Evelyn, though, dripping wet, laughed at the accident, and said she didn't mind it at all. She devoted herself to looking after Eunice, who, when she came to, threw her arms around Fred's neck, and called him her savior.

"That's right," laughed Evelyn, "he saved me several times, and I kissed him for all I was worth. The rascal likes it. I believe he turned the boat over just for the very purpose of playing the hero."

"Did Dick turn the boat over for you?" snapped Eunice.

"No, I did it myself, just to keep you company. I knew I could swim out."

"Yes," laughed Dick, "she can swim like a duck. I tried to hug her in the water but she wouldn't allow it, while you were nearly choking Fred to death."

Oh, but Eunice was mad! Dick and Evelyn were disposed to destroy the romance of the rescue.

"Say, Evelyn, you and Dick shut up now. Just because you two can swim is no reason why you should make light of such a serious matter. It was a new experience for the Advocate, who can't swim, and I tell you it was a pretty hard effort on my part to save her. I made up my mind if I couldn't get her out alive, I'd go to the bottom with her."

"Oh, you would have to," retorted Evelyn, "judging from the way she held on to you, it was evident that if she couldn't get out, you shouldn't."
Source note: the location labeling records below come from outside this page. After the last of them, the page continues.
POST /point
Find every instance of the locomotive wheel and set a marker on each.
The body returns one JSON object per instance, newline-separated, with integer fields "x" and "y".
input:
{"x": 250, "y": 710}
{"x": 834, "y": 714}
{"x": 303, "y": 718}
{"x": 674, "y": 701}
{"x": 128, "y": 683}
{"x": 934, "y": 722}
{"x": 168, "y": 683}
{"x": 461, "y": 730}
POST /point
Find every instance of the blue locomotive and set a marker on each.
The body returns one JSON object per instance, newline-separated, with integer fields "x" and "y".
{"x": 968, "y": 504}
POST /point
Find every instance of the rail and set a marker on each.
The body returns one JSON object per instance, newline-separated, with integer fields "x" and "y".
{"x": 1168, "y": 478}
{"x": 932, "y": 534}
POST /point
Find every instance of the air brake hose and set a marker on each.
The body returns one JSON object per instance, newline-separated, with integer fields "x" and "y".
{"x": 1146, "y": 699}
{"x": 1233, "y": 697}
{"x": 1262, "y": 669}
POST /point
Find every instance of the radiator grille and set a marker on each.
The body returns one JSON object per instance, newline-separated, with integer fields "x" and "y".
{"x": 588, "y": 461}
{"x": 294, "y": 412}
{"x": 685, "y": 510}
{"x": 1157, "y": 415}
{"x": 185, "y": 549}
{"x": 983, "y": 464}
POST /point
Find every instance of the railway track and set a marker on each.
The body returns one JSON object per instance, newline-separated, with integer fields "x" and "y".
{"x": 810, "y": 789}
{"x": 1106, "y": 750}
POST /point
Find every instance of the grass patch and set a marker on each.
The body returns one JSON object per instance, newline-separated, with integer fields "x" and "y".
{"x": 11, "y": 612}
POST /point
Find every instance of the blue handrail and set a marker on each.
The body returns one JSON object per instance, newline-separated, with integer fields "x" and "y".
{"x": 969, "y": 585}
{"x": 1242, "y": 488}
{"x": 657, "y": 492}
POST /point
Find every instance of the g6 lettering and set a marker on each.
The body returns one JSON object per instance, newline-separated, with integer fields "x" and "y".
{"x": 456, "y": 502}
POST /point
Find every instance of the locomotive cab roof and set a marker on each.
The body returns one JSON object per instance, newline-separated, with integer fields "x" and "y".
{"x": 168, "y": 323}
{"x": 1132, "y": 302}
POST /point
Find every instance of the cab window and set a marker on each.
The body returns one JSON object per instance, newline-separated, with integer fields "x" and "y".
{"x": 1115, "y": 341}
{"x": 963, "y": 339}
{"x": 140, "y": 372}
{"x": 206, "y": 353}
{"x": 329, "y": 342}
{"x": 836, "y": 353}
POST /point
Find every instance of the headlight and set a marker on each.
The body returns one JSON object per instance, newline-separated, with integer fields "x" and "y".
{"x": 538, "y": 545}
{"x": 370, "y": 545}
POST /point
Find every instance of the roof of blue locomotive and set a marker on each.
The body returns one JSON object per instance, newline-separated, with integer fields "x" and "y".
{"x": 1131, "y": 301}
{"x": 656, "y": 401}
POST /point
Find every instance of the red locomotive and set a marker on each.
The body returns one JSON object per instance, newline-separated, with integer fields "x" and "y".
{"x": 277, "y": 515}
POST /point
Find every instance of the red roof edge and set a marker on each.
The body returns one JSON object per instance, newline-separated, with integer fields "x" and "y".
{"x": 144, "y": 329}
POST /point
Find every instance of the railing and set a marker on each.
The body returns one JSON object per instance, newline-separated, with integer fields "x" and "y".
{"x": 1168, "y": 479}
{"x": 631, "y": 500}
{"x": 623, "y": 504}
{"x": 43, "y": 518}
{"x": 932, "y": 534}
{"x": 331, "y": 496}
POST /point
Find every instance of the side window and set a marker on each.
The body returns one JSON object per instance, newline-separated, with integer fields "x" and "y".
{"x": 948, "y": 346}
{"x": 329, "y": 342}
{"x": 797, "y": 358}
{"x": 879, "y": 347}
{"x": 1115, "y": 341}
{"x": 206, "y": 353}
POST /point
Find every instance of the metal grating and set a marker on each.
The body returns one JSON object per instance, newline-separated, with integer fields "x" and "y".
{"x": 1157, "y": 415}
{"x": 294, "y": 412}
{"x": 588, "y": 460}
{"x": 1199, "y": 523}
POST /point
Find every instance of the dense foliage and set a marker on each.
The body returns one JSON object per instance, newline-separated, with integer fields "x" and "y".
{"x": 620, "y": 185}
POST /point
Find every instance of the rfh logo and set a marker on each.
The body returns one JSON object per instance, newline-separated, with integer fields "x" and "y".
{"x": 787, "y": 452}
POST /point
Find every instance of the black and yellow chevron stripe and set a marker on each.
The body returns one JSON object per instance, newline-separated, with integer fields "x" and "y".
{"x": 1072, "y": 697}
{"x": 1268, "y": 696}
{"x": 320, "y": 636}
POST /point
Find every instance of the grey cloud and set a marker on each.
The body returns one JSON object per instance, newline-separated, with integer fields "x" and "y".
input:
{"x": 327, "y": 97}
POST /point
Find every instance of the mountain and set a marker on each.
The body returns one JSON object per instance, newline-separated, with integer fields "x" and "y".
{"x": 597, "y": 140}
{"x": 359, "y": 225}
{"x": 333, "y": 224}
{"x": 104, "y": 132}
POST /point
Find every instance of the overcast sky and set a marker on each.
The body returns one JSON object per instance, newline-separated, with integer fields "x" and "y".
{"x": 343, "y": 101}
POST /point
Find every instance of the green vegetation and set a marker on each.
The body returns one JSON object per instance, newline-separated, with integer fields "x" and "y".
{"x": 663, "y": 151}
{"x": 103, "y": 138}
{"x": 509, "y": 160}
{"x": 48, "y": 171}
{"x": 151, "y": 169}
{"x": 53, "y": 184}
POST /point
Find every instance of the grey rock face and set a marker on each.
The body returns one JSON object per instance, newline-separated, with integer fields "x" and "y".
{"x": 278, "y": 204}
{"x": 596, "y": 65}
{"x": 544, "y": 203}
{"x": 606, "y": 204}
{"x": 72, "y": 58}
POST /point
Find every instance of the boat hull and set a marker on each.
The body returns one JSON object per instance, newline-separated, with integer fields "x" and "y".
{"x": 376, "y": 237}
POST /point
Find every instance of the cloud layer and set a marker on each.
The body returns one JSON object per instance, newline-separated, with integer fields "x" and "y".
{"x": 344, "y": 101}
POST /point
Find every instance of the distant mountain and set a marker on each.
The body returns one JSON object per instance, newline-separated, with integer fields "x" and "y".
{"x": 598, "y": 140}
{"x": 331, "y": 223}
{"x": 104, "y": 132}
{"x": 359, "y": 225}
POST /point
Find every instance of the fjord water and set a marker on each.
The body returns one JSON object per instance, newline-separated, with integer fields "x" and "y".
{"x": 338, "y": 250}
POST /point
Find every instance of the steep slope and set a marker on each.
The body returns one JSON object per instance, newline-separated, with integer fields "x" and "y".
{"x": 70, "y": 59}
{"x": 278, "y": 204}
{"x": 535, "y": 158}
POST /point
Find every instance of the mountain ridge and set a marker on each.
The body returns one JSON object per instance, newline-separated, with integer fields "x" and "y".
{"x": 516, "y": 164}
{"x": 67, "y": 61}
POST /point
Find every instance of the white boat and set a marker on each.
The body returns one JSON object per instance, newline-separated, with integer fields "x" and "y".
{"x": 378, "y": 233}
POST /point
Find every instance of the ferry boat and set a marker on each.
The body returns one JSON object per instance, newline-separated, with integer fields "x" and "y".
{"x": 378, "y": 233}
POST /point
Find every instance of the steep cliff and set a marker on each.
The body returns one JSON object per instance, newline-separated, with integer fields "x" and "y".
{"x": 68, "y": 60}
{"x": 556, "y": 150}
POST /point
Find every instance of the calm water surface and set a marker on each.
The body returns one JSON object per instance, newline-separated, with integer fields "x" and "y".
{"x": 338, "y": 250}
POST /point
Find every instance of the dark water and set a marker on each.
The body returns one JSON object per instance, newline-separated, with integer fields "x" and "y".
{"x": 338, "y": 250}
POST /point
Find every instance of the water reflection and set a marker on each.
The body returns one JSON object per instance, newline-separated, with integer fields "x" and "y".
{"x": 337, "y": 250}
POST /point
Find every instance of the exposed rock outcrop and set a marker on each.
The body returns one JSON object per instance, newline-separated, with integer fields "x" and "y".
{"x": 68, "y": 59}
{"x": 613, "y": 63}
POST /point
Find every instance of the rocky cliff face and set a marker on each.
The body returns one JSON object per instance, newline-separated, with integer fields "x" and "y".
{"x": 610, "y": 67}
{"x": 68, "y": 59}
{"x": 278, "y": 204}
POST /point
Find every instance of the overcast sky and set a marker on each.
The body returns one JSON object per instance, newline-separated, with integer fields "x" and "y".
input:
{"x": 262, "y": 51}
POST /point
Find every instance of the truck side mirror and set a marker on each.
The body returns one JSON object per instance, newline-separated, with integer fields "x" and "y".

"Oh, you did the very same thing once, old girl, out at the lake, too," retorted Fred, "before you learned how to swim, and I had the mark of arms around my neck for a week afterward. Terry, run up to the house, get the carriage and have it sent down here for these two half-drowned girls."

Terry started off, but before the carriage could get there, the two mothers, Mrs. Lambert and Mrs. Fearnot, came running down to the boathouse frightened almost to death.

"All's well that ends well," laughed Fred. "There's nobody hurt, and none of the sweetness of either girl has been dissolved by the water."